A study team from Lehigh University and New Bolton Center has found a link between cellular stress in laminitis cases and several human illnesses, potentially offering new drug treatments for the disease.
In affected horses, the lamellar tissue, which connects the hoof wall to the tissues in the foot, pulls away from the wall and no longer supports the coffin bone, which drives the coffin bone down, causing intense pain and lameness.
The scientists specifically investigated the endoplasmic reticulum, a membrane within cells that makes a network to transport proteins and carbohydrates to other parts of the cell. It also plays a role in the cell division, as well as the manufacturing of lipids, proteins, glycogen and other steroids.
Drs. Lynne Cassimeris, Julie Engiles and Hannah Galantino-Homer note that most laminitis occurs in horses that have endocrine problems resulting in excessive insulin, which turns on anabolic signaling pathways. The trio hypothesized that this overstimulation stressed the endoplasmic reticulum, which leads to lamellar tissue failure.

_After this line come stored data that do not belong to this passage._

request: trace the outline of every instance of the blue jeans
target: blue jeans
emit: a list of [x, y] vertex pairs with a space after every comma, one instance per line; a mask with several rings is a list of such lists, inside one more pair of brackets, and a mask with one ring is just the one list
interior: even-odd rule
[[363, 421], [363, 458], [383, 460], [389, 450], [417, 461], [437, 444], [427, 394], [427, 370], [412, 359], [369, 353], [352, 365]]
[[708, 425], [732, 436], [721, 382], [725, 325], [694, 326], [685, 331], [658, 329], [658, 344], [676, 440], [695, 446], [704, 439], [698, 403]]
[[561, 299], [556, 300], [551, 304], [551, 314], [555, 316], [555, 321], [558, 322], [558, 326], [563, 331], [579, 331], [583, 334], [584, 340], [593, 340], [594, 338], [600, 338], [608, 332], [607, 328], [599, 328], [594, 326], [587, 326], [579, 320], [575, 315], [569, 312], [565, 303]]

The team tested a group of horses, some with naturally occurring laminitis related to endocrine issues and a control group. They compared three biomarkers and discovered that the markers were found to be much higher in laminitic horses; in laminitic horses, the markers were highest in badly affected limbs compared to their unaffected or less-affected limbs.
Finding that the endoplasmic reticulum stress pathway is active in laminitic horses encourages scientists to explore what human diseases also share this activation, like type 2 diabetes. The study team reports that the pharmacological options available to humans with diseases that stress the endoplasmic reticulum should be investigated to determine if they can be used in laminitic horses as treatment and prevention.